人血清中的分泌型β-半乳糖苷α1----2-岩藻糖基转移酶通过在苯基-琼脂糖上进行疏水层析、在磺丙基-琼脂糖上进行离子交换层析以及在GDP-己醇胺-琼脂糖上进行亲和层析来纯化。通过高压液相色谱凝胶过滤实现了该酶的最终纯化,放射性标记蛋白经十二烷基硫酸钠-聚丙烯酰胺凝胶电泳测定表明得到了一种均一的蛋白质。通过凝胶过滤高压液相色谱测定,天然酶呈现为表观相对分子质量为150,000的分子。在β-巯基乙醇存在下经十二烷基硫酸钠-聚丙烯酰胺凝胶电泳解析得到的该酶的表观相对分子质量为50,000,表明该酶具有多亚基结构。根据WGA结合特性确定分泌型α1----2-岩藻糖基转移酶是一种糖蛋白。
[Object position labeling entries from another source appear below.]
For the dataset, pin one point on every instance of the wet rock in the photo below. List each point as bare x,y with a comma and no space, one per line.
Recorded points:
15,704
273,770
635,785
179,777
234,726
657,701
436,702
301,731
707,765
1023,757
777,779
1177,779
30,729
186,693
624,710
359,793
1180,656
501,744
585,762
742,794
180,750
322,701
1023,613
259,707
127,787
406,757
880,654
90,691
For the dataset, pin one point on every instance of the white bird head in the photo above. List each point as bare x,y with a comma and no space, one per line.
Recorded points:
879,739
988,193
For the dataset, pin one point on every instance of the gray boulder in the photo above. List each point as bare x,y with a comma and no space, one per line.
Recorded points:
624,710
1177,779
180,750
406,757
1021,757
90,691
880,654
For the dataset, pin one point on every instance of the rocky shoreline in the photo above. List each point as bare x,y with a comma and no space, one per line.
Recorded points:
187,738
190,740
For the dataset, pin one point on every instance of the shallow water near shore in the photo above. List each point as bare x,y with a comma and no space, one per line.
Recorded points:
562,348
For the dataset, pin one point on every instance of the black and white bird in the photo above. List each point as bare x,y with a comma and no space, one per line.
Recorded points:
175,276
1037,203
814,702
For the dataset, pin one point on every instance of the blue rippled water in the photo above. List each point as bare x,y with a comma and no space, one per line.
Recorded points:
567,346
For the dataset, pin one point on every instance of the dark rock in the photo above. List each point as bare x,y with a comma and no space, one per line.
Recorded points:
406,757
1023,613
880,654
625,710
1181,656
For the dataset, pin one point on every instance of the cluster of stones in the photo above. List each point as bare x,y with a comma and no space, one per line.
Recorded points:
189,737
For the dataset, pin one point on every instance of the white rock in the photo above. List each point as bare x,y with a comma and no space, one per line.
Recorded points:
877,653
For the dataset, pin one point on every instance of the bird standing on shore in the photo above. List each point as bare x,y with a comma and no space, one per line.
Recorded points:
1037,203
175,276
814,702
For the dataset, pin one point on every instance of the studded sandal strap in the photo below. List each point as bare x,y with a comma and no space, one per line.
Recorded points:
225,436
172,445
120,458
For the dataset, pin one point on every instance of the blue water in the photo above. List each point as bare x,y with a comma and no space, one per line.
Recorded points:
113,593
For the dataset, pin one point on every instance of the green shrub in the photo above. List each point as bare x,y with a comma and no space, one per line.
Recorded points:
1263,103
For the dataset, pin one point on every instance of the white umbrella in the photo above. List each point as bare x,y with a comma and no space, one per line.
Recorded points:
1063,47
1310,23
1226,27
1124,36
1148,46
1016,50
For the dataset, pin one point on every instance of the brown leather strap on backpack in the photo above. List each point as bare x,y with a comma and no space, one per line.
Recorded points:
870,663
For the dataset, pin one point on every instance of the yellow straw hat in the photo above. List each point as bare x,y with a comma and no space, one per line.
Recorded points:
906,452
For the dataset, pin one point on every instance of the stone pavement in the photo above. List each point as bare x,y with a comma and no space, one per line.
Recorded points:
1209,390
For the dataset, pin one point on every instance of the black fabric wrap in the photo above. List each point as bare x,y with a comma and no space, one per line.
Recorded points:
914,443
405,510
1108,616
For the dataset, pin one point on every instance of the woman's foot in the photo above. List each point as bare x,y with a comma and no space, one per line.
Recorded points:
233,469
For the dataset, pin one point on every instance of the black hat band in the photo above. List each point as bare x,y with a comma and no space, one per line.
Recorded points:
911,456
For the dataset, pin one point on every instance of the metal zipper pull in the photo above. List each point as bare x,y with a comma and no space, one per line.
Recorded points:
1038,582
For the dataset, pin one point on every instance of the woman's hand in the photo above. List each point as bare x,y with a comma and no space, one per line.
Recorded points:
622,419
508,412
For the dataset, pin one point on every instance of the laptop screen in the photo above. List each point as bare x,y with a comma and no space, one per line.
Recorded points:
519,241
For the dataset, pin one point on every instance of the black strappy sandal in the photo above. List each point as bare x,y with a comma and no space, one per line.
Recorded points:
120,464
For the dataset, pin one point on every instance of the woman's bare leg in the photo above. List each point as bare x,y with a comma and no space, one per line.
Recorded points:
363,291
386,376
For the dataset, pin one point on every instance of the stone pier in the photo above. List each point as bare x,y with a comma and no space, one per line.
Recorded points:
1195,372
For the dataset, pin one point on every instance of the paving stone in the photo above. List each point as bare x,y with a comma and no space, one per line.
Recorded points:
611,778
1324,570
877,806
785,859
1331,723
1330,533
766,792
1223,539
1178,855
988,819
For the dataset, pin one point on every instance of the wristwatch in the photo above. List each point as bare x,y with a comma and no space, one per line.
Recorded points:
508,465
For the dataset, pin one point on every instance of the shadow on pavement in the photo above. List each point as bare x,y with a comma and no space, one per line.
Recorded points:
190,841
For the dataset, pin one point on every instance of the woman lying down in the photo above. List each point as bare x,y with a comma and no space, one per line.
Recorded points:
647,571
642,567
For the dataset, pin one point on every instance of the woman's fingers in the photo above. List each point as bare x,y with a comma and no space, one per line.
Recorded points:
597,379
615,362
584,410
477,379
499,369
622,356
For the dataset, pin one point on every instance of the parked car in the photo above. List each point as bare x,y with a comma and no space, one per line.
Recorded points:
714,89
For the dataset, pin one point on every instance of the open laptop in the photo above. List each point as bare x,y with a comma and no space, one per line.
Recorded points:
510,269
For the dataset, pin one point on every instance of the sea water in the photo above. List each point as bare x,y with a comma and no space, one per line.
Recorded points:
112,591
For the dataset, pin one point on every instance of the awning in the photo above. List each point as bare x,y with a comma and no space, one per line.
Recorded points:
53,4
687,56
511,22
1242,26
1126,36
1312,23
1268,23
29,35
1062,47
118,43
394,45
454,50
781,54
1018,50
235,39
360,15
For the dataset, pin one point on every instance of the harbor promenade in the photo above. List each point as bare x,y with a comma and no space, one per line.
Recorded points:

对血型H基因编码的天然蛋白与分泌型β-半乳糖苷α1----2-岩藻糖基转移酶的相对分子质量进行比较,以及对这两种酶的亚基相对分子质量进行比较,结果表明它们在结构上具有相似性。通过对寡糖产物进行1H NMR同核交叉照射分析,确定了纯化的H型和分泌型α1----2-岩藻糖基转移酶在α-L-岩藻糖与末端β-D-半乳糖之间形成的α1----2连接。使用各种寡糖受体根据初始速率计算得到的底物特异性和Km值表明,纯化后的酶主要在对苯基-β-D-吡喃半乳糖苷和GDP-岩藻糖以及1型(Galβ1----3GlcNAc)、2型(Galβ1----4GlcNAc)和3型(Galβ1----3GalNAc)寡糖受体的亲和力方面存在差异。分泌型α1----2-岩藻糖基转移酶对苯基-β-D-吡喃半乳糖苷、GDP-岩藻糖以及2型寡糖受体的亲和力明显低于H型酶。相反,与H型酶相比,分泌型酶优先利用1型和3型寡糖受体。这两种酶在一些物理化学性质上也存在差异,这意味着它们并非同一种酶(萨内斯托,A.,克林,T.,图林,J.,以及布拉斯奇克-图林,M.(1990年)《生物化学杂志》265卷,第15067 - 15075页)。